他调整了一下坐姿,尽管受限于约束,但姿态却像是一位在董事会上阐述发展规划的企业家。
“冯组长说得对,五亿放在那个泥潭里,确实不算什么惊世骇俗的数目,甚至不够几次大规模冲突的抚恤和打点。”
赵天宇坦然承认了资金量级的相对不足,但话锋随即一转,“所以,钱不能躺在账户上。中奖之后,我并没有挥霍,而是将绝大部分资金用于了投资。早期的房地产……我运气或许一直不错,或者,”他微微耸肩,“对市场有些天生的敏感,几次关键操作都获得了可观的回报。这让我手里的资金快速滚动、增值。后来,资本稍厚,我开始瞄准一些实体,收购经营困难但有潜质的中小企业,进行整合重组。物流、酒店、建筑……这些行当虽然不算暴利,但现金流稳定,能够提供持续的收入来源。”
他的叙述条理清晰,语气平淡务实,仿佛在复述一份合法的商业计划书,“正是这些相对‘干净’且逐步壮大的产业收益,支撑起了初期团队的运转,并随着生意盘子扩大,兄弟们的生活和安家费用,自然有了更稳固的保障。我不需要像某些人那样,依赖刀口舔血的偏门来维持。”
赵天宇的这番解释,构建了一个完整的、从“意外之财”到“合法投资”再到“实业支撑”的经济链条。
它巧妙地将自己势力的经济基础,与那些传统意义上依赖黄赌毒、暴力掠夺的帮派区分开来,赋予其一种近乎“企业化运营”的灰色正当性。
冯天雷心里清楚,赵天宇所说的这些投资和收购,只要操作层面上没有查出涉及洗钱、内幕交易或非法兼并的铁证,仅从商业行为本身去追溯,确实很难直接定罪。
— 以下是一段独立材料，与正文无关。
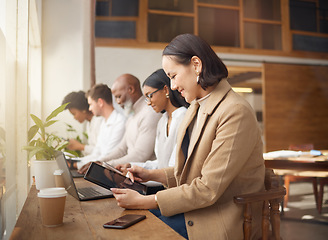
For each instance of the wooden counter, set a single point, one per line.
(84, 220)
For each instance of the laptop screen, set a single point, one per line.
(109, 178)
(67, 177)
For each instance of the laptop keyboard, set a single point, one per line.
(89, 192)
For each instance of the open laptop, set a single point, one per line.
(82, 194)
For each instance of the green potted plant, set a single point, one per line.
(42, 146)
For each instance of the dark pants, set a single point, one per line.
(176, 222)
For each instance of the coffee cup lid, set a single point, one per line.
(58, 172)
(52, 192)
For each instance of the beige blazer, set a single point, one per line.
(226, 160)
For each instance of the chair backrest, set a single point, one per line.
(301, 147)
(271, 198)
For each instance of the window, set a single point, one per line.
(247, 25)
(309, 25)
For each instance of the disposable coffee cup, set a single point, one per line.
(52, 205)
(59, 178)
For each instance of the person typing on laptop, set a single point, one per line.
(137, 144)
(112, 128)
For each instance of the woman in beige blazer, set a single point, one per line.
(224, 154)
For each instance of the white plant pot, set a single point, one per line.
(43, 171)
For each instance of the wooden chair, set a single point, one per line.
(305, 176)
(271, 197)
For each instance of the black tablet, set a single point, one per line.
(109, 177)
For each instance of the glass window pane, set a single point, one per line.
(115, 29)
(172, 5)
(163, 28)
(310, 43)
(262, 36)
(125, 8)
(303, 16)
(221, 2)
(259, 9)
(219, 26)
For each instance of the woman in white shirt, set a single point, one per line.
(79, 108)
(162, 99)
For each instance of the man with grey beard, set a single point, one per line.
(138, 142)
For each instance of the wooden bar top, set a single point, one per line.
(85, 219)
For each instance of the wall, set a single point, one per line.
(295, 105)
(112, 62)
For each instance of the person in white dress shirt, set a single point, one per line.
(79, 107)
(138, 141)
(172, 105)
(113, 127)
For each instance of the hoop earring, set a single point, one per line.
(197, 79)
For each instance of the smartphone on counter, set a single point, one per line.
(124, 221)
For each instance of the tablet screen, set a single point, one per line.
(110, 178)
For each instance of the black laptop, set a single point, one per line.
(108, 177)
(82, 194)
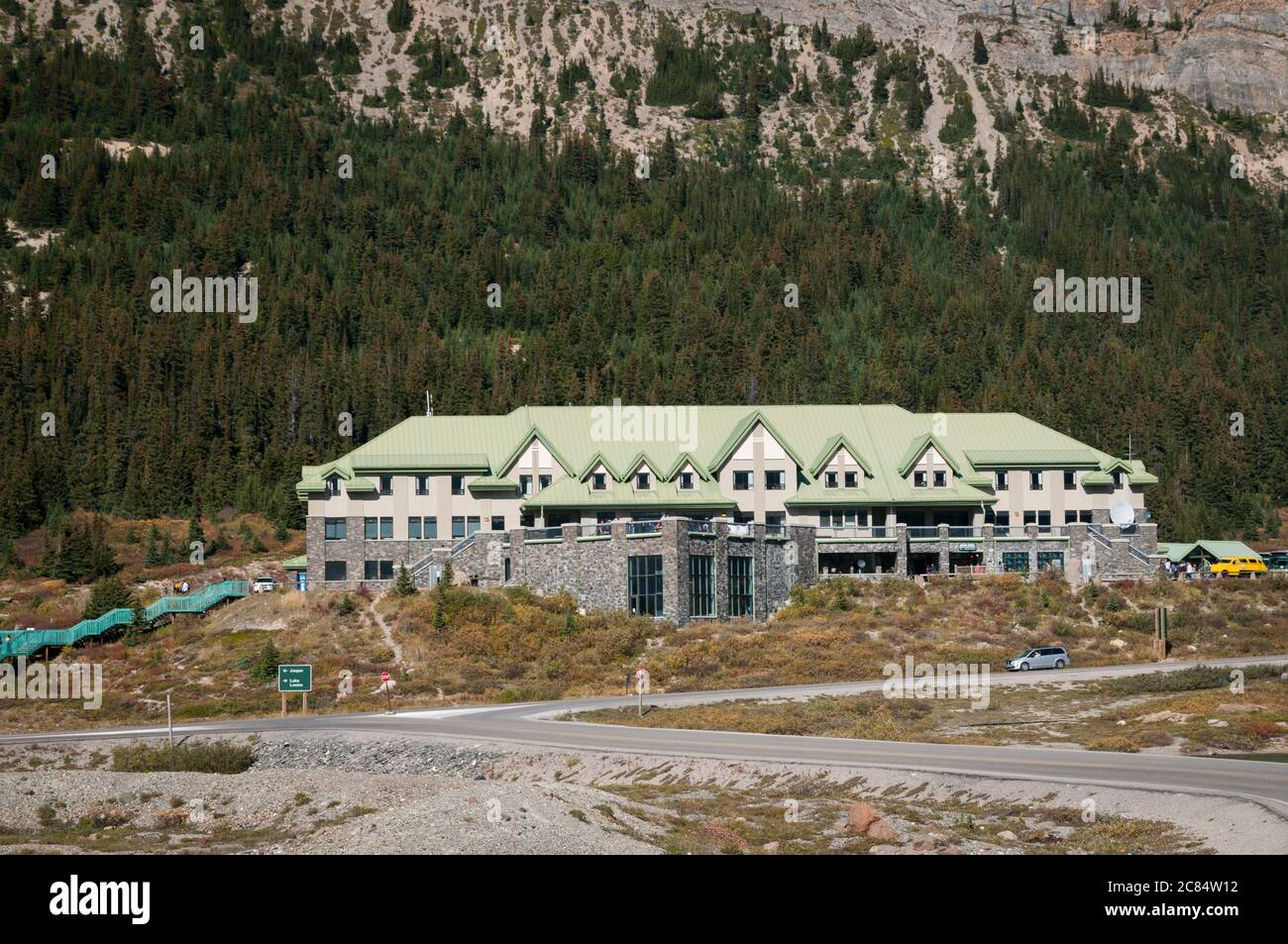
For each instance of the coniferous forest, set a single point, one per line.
(373, 287)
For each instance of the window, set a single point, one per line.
(1050, 559)
(644, 584)
(1016, 562)
(741, 586)
(702, 597)
(378, 570)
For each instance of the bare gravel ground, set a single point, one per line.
(372, 794)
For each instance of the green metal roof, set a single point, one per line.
(1176, 553)
(884, 438)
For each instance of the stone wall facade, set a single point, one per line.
(591, 562)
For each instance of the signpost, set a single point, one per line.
(291, 679)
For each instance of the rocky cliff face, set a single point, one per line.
(1232, 52)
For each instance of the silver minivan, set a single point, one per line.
(1046, 657)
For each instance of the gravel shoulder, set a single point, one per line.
(365, 793)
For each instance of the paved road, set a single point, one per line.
(535, 724)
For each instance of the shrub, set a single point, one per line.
(213, 758)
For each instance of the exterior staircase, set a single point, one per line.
(14, 643)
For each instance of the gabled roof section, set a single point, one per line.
(599, 459)
(533, 433)
(831, 447)
(683, 460)
(742, 430)
(918, 449)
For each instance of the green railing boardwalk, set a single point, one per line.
(25, 643)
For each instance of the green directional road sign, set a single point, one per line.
(294, 679)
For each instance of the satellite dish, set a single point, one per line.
(1122, 514)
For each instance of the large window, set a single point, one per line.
(741, 586)
(1016, 562)
(702, 597)
(645, 583)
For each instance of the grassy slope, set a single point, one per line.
(515, 647)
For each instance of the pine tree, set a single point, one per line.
(108, 594)
(980, 51)
(404, 586)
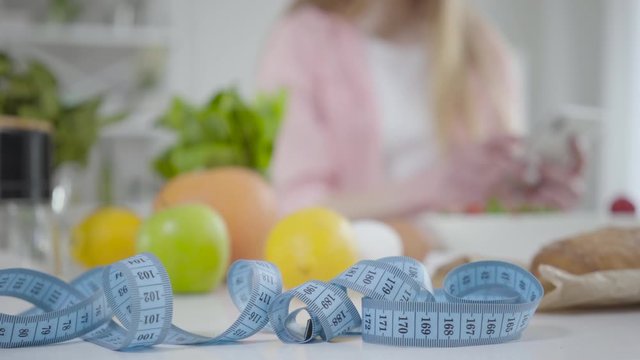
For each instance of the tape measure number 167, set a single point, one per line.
(481, 303)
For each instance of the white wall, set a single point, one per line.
(218, 43)
(561, 45)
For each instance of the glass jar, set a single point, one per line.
(27, 224)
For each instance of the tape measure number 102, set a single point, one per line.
(482, 303)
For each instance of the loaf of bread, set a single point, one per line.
(606, 249)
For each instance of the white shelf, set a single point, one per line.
(90, 35)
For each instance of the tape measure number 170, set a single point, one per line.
(481, 303)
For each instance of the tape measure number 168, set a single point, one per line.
(481, 303)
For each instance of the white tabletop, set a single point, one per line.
(572, 335)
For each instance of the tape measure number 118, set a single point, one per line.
(481, 303)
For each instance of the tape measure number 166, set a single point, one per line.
(481, 303)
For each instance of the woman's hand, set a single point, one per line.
(559, 185)
(469, 175)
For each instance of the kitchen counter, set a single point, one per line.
(570, 335)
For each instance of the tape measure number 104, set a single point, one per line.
(481, 303)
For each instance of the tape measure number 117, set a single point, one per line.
(481, 303)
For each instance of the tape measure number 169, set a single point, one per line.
(481, 303)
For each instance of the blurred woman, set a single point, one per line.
(399, 107)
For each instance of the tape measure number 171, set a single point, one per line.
(481, 303)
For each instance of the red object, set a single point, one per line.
(622, 205)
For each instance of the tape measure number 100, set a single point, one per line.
(481, 303)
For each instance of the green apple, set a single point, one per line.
(192, 243)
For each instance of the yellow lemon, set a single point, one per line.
(311, 244)
(106, 236)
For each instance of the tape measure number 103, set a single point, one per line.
(481, 303)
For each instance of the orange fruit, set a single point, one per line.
(243, 198)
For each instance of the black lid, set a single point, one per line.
(25, 163)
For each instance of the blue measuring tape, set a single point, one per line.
(482, 303)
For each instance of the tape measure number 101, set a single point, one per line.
(481, 303)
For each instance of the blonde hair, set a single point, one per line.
(461, 45)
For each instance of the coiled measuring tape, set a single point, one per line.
(482, 303)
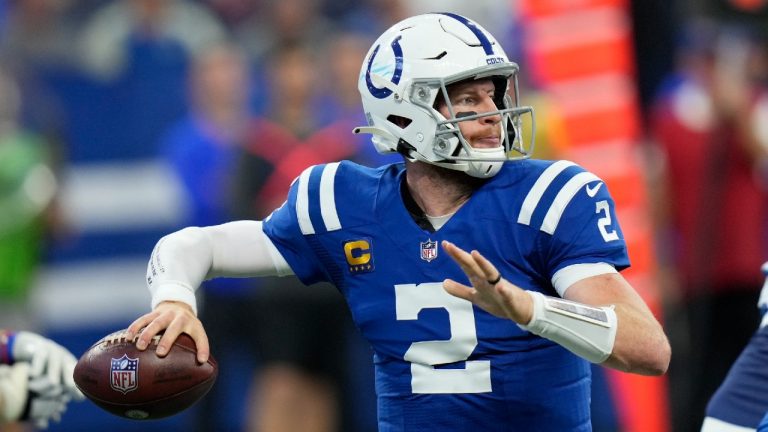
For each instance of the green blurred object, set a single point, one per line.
(27, 186)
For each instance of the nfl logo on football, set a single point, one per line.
(123, 377)
(428, 250)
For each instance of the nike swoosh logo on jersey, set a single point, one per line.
(592, 191)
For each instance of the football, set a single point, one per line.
(139, 385)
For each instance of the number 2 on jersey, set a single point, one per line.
(424, 355)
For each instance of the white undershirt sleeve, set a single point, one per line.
(181, 261)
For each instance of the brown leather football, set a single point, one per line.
(139, 385)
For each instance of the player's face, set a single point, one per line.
(475, 97)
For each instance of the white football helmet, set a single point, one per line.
(410, 65)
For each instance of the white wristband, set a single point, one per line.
(586, 331)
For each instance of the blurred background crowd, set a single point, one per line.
(123, 120)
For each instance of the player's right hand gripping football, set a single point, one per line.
(170, 319)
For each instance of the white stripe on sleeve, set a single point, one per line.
(562, 199)
(328, 198)
(538, 189)
(302, 203)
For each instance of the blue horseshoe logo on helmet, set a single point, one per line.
(381, 93)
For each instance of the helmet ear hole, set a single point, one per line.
(399, 121)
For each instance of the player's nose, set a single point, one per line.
(489, 106)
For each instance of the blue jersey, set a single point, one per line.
(441, 363)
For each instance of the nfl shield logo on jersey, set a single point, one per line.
(428, 250)
(123, 374)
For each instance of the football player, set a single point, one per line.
(484, 280)
(36, 382)
(741, 402)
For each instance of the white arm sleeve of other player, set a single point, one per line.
(181, 261)
(586, 331)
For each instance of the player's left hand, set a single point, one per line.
(489, 290)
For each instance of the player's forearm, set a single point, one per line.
(641, 346)
(181, 261)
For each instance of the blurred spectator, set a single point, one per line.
(203, 147)
(203, 150)
(370, 17)
(27, 191)
(282, 21)
(140, 51)
(121, 26)
(302, 332)
(711, 209)
(277, 23)
(339, 99)
(38, 33)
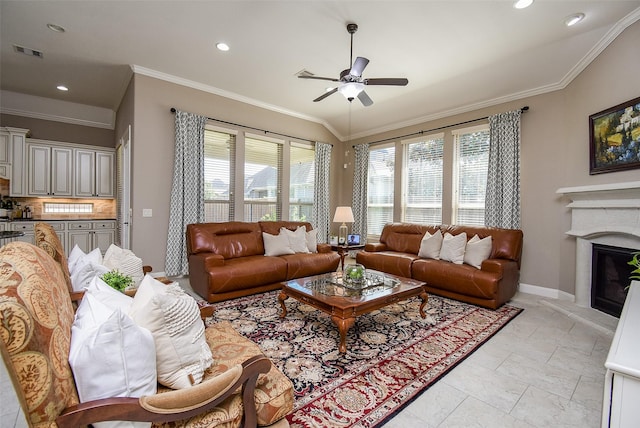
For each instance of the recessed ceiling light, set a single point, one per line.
(573, 19)
(521, 4)
(56, 28)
对方敢这么说,要么是早已将相关账目做得难以挑剔,要么就是确信短时间内专案组无法在这些庞杂的商业往来中,找出确凿的犯罪关联。
冯天雷知道,在经济来源这条线上,赵天宇已经筑起了一道看似合规的高墙,短时间内强攻不易见效。
他不动声色,对话的氛围在他的引导下,似乎进入了某种“回顾往昔峥嵘”的平缓阶段。
赵天宇的语速适中,神情也似乎比刚进门时松弛了一丝——至少表面如此。这正是冯天雷等待的时机。
就在赵天宇关于“实业保障”的话音落下后不到两秒,冯天雷突然毫无征兆地切换了话题,问题如一把淬毒的匕首,直刺最为敏感、也最可能关联核心罪行的历史恩怨:
“好,经济来源我们暂且放一放。”
冯天雷的身体微微前倾,眼神中的探究意味陡然变得尖锐而集中,“那么,说说你和伍家三兄弟的事情吧。”
这个转折极其突兀,刻意打断了可能形成的任何惯性思维。
冯天雷没有给赵天宇任何预热或思考的余地,问题具体而致命:
“伍兴伟是怎么死的?”
“伍兴文又是怎么被你一步步逼得出走国外,有家难回?”
“还有伍兴强,他的下场,你应该最清楚。”
三个问题,如同三记精准的点射,分别指向伍家兄弟三人不同的“结局”:死亡、流亡、失踪(或某种未明状态)。
这不仅是追问事实,更是在用“死亡”、“逼走”、“下落”这些充满主观定罪色彩的词汇,对赵天宇进行心理上的直接定性,试图激怒他,或逼迫他在为自身辩护时露出破绽。
监控室内,李敖屏住了呼吸。他知道,这才是真正刺向盔甲接缝的利器。
经济问题可以粉饰,但涉及具体的人命与迫害,任何一丝慌乱或矛盾,都可能成为链条断裂的开始。
面对这突如其来的凌厉攻势,赵天宇脸上的肌肉似乎几不可察地绷紧了一刹那,但旋即恢复平静。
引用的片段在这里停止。